An inevitable growth of cold chain logistics, but with new constraints

Thus, the development of biotechs, combined with the increase of illnesses requiring heat-sensitive treatments and the tightening up of regulations, has resulted in a clear market increase of cold chain logistics for medicines and other healthcare products in volume.

The market for temperature-controlled logistics for healthcare products could reach 13 billion dollars in 2019, i.e. a 40% increase compared with 2013, resulting in an average of a 14% cost increase for medicine companies in their cold chain management expenditure compared with 2017. 

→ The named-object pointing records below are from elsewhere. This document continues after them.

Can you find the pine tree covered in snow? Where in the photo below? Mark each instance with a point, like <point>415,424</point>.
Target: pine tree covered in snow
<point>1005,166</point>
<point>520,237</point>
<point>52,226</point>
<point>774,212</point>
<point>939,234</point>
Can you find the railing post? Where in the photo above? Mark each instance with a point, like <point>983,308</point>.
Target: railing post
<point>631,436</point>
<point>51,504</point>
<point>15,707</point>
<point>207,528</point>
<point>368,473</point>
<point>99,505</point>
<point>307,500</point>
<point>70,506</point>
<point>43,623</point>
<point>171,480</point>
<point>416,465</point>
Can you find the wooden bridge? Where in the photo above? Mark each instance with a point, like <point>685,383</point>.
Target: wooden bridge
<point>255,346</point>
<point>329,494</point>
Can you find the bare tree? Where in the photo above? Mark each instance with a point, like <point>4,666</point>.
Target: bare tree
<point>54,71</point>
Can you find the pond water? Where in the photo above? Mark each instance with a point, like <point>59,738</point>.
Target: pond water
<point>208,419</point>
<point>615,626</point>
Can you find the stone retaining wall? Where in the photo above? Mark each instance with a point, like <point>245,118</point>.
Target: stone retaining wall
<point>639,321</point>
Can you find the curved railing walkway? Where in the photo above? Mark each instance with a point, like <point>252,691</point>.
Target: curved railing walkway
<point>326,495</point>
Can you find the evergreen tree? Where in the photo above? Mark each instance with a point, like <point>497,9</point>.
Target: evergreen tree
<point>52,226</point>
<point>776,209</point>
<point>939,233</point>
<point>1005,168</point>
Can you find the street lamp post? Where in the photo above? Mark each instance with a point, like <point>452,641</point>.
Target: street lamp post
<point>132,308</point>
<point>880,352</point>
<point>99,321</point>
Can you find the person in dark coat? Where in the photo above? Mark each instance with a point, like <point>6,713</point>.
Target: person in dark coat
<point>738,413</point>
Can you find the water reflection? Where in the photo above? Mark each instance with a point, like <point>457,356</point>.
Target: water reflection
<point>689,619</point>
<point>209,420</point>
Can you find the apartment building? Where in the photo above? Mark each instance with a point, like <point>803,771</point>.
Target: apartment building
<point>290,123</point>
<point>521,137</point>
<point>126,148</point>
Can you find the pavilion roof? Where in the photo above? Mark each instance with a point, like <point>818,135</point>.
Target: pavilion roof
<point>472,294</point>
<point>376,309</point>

pharmaceutical logistics, cold-chain transport of medicines, pharmaceutical cold chain

Forecasts of global spending for the biopharmaceutical sector in cold chain logistics for 2019.

 

pharmaceutical transportation, temperature-controlled logistics, biotechnology logistics

Biopharma sector 2015 global spending in temperature-controlled logistics of medicines 

 

A growing awareness among laboratories: transporting temperature-controlled products requires specific equipment (insulated packaging solutions, temperature recorders, cold chambers, refrigerated vehicles, etc.) which makes the logistics expensive, with risks and a potential real environmental impact. 

In fact, the implementation of cold chain logistics is far from simple. It is necessary to simultaneously bring together risk management, cost control, patient safety and regulatory compliance.

 

So, how to minimize logistical costs while maintaining temperature security? Two popular responses include: the circular economy (for air or road transport), or switching to sea (for air transport). In the following articles, we will expand on these topics of cost reduction and the environmental impact of cold chain logistics.